Les places pour l’avant-première se sont vendues plus vite que pour celles de Django Unchained, affirme Stéphane Célérier, qui dit n’avoir jamais vu de sa vie «l’hystérie absolue suscitée par les gamines».

Le problème, évidemment, c’est que ce public adolescent voire préadolescent n’est pas forcément prêt — ou ne s'attendait pas— à voir ses idoles boire, fumer, se droguer, se faire arrêter, manier des guns…

Résultat, et ce malgré la tentative d’avertissement du réalisateur –«Je n'ai aucune idée du genre de film auquel vous vous attendez, mais vous ne devez certainement pas vous attendre à ce genre de film-là. S'il vous plaît ayez l'esprit ouvert!»– plusieurs jeunes filles sont parties au milieu de l’avant-première, choquées et/ou en larmes. L'une d'entre elles, qui a pris comme pseudo twitter «Faith», le nom du personnage interprété par Selena Gomez dans le film, est partie après une demie-heure.

Elle s'est ensuite retrouvée au milieu d'une polémique twitterienne entre les fans énervés qu'elle soit partie et ceux la défendant et tentant de rappeler que tout le monde a le droit d'être choqué sans être jugé (oui, c'est dur d'être une ado sur Twitter). «Faith» explicite tout le problème de la fan base des stars:

On a même vu des fans de Selena Gomez choqués par le film au point de le déconseiller (à ce niveau de fanitude, cela équivaut à du blasphème):

Pendant la promo de Spring Breakers outre-manche, Selena Gomez avait prévu le coup. Sur Facebook, elle prévenait au moment de la Mostra de Venise que le film n'était pas pour ses petits fans, et dans cette vidéo de la chaîne E! sur le tournage du film, elle explique:

«Quand je vois les petits enfants, je leur dis "je suis tellement contente que tu sois là!". S'il te plait regarde ma série télé mais ne regarde pas le film. Et les mères demandent "vraiment?", et je dis "ouais!". Donc, j'essaye de les prévenir un peu.»
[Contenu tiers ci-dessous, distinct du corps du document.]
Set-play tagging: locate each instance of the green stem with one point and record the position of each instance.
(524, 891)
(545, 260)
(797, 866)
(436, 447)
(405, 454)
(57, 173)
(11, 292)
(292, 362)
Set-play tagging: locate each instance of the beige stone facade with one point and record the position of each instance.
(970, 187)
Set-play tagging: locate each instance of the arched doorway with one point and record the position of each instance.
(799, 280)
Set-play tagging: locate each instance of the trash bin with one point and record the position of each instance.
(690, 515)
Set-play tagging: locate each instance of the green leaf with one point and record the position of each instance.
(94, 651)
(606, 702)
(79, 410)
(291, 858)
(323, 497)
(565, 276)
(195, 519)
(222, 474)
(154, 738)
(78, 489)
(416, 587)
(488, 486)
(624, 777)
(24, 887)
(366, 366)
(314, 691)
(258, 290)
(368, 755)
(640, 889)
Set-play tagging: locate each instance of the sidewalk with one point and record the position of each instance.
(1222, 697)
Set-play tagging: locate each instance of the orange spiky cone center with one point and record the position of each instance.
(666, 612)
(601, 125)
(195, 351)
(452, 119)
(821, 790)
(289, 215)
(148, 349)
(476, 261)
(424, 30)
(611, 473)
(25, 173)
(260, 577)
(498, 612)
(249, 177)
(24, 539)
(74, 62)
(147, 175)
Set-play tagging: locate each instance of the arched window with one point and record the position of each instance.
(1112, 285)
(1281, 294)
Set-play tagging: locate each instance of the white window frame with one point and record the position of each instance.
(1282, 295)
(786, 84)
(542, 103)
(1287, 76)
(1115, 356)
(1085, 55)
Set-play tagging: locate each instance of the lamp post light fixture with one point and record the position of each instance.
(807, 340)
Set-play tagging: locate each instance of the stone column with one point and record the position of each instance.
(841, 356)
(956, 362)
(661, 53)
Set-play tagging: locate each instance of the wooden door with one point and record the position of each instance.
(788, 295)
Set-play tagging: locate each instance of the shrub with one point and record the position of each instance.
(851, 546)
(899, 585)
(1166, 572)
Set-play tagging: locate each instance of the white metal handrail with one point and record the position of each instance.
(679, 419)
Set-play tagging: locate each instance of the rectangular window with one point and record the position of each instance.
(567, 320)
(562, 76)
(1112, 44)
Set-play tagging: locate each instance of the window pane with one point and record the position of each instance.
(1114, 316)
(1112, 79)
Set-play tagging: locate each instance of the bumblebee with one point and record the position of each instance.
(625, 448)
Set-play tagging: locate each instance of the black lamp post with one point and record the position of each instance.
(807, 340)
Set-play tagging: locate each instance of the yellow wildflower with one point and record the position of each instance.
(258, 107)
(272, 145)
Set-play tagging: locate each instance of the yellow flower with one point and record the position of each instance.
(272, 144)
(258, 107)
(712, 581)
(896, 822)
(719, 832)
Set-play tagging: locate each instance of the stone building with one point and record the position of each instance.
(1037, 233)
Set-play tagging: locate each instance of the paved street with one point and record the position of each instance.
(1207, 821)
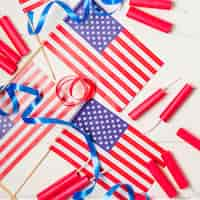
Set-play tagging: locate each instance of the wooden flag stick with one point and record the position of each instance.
(5, 189)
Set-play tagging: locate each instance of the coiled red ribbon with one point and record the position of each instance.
(74, 90)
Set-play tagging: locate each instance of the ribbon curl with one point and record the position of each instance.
(113, 189)
(88, 5)
(11, 90)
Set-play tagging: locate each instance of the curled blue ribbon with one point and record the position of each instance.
(113, 189)
(11, 90)
(87, 6)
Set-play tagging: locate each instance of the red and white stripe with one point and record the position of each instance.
(30, 5)
(120, 72)
(22, 138)
(128, 158)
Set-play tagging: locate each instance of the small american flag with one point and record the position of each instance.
(31, 5)
(22, 137)
(102, 49)
(120, 146)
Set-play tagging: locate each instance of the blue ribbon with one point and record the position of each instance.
(113, 189)
(11, 90)
(87, 6)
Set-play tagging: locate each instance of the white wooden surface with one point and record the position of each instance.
(179, 50)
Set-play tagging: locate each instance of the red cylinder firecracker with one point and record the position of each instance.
(162, 179)
(158, 4)
(7, 65)
(189, 138)
(176, 103)
(150, 20)
(9, 52)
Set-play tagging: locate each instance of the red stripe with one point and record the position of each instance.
(136, 55)
(128, 164)
(23, 1)
(146, 139)
(131, 154)
(87, 172)
(105, 160)
(142, 149)
(18, 117)
(89, 68)
(32, 145)
(35, 5)
(77, 71)
(95, 60)
(122, 70)
(143, 47)
(126, 60)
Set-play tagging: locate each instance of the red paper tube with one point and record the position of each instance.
(162, 179)
(148, 103)
(59, 186)
(158, 4)
(175, 170)
(150, 20)
(9, 52)
(176, 103)
(7, 65)
(14, 36)
(189, 138)
(82, 183)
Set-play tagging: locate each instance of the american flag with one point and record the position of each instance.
(31, 5)
(121, 147)
(102, 49)
(21, 138)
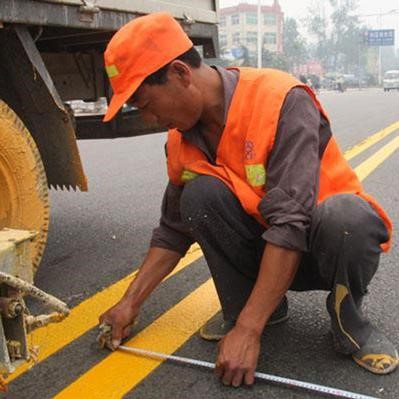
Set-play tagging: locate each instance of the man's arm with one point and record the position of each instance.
(158, 263)
(170, 241)
(291, 193)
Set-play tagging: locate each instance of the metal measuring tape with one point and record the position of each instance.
(325, 390)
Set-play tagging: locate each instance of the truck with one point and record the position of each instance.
(51, 56)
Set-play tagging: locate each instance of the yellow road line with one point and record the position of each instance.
(370, 164)
(120, 372)
(84, 316)
(369, 141)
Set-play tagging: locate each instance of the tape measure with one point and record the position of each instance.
(321, 389)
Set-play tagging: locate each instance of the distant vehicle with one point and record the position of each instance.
(391, 80)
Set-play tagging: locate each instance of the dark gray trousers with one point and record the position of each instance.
(344, 241)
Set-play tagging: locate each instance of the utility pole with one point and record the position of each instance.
(259, 40)
(379, 15)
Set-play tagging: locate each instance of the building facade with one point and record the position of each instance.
(239, 27)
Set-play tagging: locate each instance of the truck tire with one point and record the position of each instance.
(24, 202)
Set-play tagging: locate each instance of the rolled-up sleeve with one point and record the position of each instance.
(171, 233)
(293, 173)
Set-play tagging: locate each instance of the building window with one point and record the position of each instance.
(236, 38)
(223, 40)
(270, 38)
(235, 19)
(252, 38)
(251, 18)
(270, 19)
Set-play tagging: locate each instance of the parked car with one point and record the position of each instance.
(391, 80)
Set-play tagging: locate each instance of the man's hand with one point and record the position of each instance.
(120, 317)
(238, 356)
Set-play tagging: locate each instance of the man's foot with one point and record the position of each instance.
(378, 355)
(216, 328)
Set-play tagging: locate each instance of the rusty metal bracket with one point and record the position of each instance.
(16, 284)
(88, 11)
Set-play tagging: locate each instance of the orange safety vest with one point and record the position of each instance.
(247, 141)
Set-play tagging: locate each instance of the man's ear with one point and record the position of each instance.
(180, 71)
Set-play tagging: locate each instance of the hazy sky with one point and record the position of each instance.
(297, 9)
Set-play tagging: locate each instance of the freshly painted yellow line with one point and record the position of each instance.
(369, 141)
(85, 315)
(369, 165)
(120, 372)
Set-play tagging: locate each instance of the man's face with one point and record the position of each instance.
(174, 104)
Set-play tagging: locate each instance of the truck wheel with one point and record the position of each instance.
(24, 202)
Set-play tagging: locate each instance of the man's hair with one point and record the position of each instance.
(190, 57)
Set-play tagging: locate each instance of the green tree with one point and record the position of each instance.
(346, 45)
(294, 46)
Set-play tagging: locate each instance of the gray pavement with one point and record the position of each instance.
(98, 237)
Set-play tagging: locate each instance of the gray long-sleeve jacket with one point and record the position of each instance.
(292, 174)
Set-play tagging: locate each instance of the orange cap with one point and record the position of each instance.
(137, 50)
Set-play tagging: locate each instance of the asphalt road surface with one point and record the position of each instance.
(98, 238)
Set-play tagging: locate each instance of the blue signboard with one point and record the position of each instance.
(380, 37)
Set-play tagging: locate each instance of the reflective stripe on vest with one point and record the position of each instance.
(247, 141)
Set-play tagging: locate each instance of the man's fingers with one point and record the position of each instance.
(127, 331)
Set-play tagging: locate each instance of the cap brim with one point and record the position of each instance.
(118, 100)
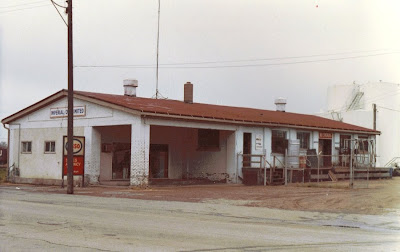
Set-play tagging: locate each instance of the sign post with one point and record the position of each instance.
(78, 147)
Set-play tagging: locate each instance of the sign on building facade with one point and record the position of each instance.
(63, 112)
(79, 155)
(259, 141)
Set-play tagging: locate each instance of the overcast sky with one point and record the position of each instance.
(257, 50)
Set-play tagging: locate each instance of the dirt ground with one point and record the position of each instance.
(372, 197)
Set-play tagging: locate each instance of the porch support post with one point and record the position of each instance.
(140, 146)
(92, 155)
(231, 158)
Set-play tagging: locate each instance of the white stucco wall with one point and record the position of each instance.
(38, 127)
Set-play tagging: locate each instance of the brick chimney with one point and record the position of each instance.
(130, 86)
(280, 104)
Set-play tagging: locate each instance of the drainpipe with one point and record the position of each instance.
(8, 151)
(19, 143)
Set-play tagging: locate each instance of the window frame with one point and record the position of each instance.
(23, 150)
(365, 143)
(279, 149)
(204, 141)
(50, 151)
(308, 140)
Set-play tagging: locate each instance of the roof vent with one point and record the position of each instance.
(130, 86)
(188, 92)
(280, 104)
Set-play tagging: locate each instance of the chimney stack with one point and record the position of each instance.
(188, 92)
(280, 104)
(130, 86)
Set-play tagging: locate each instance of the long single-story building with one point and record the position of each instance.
(137, 140)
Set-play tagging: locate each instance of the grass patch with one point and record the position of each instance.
(3, 174)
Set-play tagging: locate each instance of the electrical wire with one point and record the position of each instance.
(396, 110)
(20, 9)
(276, 58)
(24, 4)
(54, 4)
(234, 66)
(371, 99)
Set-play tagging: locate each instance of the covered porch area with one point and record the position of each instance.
(191, 155)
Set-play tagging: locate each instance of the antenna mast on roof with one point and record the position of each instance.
(157, 95)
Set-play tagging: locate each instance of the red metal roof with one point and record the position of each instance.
(227, 113)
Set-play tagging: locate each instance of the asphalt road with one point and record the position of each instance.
(58, 222)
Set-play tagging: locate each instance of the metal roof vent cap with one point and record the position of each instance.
(130, 86)
(188, 92)
(280, 104)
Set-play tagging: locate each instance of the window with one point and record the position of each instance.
(208, 139)
(279, 141)
(50, 147)
(304, 138)
(26, 147)
(363, 144)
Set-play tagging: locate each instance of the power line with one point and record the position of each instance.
(389, 108)
(371, 99)
(54, 4)
(20, 9)
(182, 65)
(24, 4)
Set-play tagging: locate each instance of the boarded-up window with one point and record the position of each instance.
(279, 141)
(50, 147)
(26, 147)
(304, 138)
(363, 144)
(208, 139)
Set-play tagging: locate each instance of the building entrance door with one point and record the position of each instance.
(158, 161)
(325, 145)
(246, 149)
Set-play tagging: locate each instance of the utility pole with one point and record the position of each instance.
(374, 108)
(70, 134)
Mais pendant la promo parisienne, les stars n’avaient pas vraiment le même discours, en tout cas pas avec Catherine Rochon, la rédactrice en chef du site dédié aux ados Teemix. Elle explique avoir demandé aux actrices si elles avaient un message particulier pour leurs fans les plus jeunes, et avoir été surprise quand elles se sont contentées de dire que c’était «un film fun, très divertissant»:

«J’ai été frappée par ce changement de discours des actrices. Peut-être qu'il a été adapté à la limite d’âge en France.»

Stéphane Célérier assure qu’il «n’y a eu aucune instruction» à ce sujet, et ajoute pour ce qui est de la communication:

«On ne pouvait pas dire aux fans que ce n’était pas un film pour eux, c’était impossible. En plus, ils arrivent aussi à un certain âge, 13-14 ans, où ils ont peut-être envie de découvrir la transgression. Le film correspond à ça, et en plus il est porté par les actrices qui les accompagnaient dans un jeune âge, et les guident vers le monde qui est décrit dans le film.»

De quoi alimenter les disputes entre adolescentes prêtes ou pas prêtes à voir leurs idoles passer du côté obscur de la force, dans un univers parallèle dont les cinéphiles fans d'Harmony Korine n'entendront même pas parler.